In Canterlot Castle's dungeon, a terrified mad scientist heard talking. He recognised the voice of the oversized horse that had helped his archnemesis, Sonic, defeat him, telling someone else about all his misdeeds, including stuffing cute little animals into murder machines to use against Sonic. "THAT. BIG. DUMB. MEANIE!", yelled Fluttershy, using the Royal Canterlot Voice for the first time. After being subjected to an epic scolding and death glaring far too horrifying to describe, Eggman was persuaded to use his gifts for helping animals for the rest of his life.
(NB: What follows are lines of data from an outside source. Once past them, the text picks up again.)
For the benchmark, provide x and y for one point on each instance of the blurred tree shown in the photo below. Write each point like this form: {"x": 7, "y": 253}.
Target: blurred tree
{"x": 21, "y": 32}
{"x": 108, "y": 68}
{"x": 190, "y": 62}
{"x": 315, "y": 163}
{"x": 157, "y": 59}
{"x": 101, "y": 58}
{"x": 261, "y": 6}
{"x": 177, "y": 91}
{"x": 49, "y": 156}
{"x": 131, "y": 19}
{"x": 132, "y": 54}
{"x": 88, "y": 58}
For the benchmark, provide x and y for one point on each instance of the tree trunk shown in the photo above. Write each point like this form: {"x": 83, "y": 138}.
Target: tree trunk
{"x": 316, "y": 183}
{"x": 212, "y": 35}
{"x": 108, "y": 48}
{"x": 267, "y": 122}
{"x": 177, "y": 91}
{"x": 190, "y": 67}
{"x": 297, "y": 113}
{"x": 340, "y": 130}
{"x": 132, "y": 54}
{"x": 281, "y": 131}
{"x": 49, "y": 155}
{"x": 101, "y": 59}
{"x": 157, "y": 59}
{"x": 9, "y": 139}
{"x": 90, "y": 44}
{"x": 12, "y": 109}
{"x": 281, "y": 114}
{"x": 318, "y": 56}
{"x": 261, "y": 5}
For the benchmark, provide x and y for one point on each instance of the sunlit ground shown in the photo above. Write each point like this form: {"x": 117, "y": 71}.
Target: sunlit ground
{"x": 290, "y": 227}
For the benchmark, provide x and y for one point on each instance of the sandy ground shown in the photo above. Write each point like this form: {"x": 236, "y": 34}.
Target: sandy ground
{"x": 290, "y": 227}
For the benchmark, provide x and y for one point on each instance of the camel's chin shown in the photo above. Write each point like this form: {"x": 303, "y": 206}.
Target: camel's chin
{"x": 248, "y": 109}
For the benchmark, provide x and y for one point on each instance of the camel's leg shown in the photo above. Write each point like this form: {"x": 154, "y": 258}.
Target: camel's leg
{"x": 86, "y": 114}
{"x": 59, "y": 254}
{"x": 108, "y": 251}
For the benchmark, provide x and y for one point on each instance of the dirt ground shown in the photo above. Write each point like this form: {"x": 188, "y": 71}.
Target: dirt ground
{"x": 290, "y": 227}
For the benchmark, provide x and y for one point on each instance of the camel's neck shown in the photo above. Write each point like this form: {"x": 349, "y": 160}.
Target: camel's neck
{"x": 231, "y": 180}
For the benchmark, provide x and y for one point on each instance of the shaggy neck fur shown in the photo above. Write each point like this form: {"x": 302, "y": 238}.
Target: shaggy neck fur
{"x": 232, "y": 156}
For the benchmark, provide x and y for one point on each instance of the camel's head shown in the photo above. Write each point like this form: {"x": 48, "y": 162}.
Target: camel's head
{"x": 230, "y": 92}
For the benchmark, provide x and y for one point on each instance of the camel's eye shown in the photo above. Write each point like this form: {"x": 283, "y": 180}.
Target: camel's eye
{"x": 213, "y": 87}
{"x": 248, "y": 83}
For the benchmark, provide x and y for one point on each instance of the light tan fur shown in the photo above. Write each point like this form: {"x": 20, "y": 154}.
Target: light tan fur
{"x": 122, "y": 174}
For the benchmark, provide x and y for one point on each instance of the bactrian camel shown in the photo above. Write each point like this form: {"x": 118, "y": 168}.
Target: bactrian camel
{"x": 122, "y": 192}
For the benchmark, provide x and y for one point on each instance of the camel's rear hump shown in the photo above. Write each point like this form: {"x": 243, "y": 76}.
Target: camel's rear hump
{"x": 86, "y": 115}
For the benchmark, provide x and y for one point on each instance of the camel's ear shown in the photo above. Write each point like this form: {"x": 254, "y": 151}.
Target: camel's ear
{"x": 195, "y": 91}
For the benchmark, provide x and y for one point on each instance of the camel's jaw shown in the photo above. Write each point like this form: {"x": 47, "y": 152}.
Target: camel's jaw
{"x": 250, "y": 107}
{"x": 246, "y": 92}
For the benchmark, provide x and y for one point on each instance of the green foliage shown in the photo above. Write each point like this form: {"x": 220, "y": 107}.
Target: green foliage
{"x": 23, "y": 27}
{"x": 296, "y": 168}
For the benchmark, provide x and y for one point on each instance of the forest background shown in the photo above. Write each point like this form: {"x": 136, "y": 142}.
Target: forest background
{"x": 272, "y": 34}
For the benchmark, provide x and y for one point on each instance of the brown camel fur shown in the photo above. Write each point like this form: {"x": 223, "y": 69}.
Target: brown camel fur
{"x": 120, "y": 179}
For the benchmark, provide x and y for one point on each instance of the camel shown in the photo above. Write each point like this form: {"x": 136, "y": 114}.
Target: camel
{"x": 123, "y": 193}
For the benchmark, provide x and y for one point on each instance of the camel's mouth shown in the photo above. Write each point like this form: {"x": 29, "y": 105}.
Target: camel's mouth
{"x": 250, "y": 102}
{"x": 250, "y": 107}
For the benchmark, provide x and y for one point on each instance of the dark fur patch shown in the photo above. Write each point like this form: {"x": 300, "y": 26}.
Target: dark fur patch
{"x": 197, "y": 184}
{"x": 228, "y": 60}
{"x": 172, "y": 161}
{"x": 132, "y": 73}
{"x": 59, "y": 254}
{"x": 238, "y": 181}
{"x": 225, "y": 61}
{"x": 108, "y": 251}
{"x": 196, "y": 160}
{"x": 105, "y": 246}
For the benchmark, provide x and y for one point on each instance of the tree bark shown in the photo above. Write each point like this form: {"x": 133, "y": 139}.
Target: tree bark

He also stopped hating Sonic after being lectured on love and kindness by the new, improved, Fluttershy, while being kept in the dungeon.

Finally, Queen Galaxia showed off her special talent, by lowering the Sun, while giving telescopes to everypony as they headed out to the balcony, where dozens of new galaxies appeared in the distant night sky. "Woooooooooooooooooooooooooooooooooooooooooooooooooow!" Everypony else's jaws hit the floor, and then Queen Galaxia put the Sun back where it was. After bidding everyone goodbye, she headed to the outskirts of Ponyville and drifted off to sleep.

And they all lived happily ever after...?


Meanwhile, in a hiding spot near the outskirts of Ponyville...

"This is by far the worst case yet."

"Indeed, her Mary Sue-ness is contagious. Contact HQ, tell them to initiate Plan Omega!"

"Are you crazy?"

"Just do it."

"Fine...", said one of the bipedal, dark robots, with glowing red eyes, who spontaneously combusted.

"Great, her Sueness is blowing us up now, and she's not even awake." said the surviving robot. "Time to get back to HQ, it just does not get any worse than this." Precisely 0.000000031415 seconds later, the survivor violently exploded, for absolutely no reason whatsoever; showering the area with flaming, metallic debris.

Author's note: This has to be by far the most painful thing I have ever written. Never again.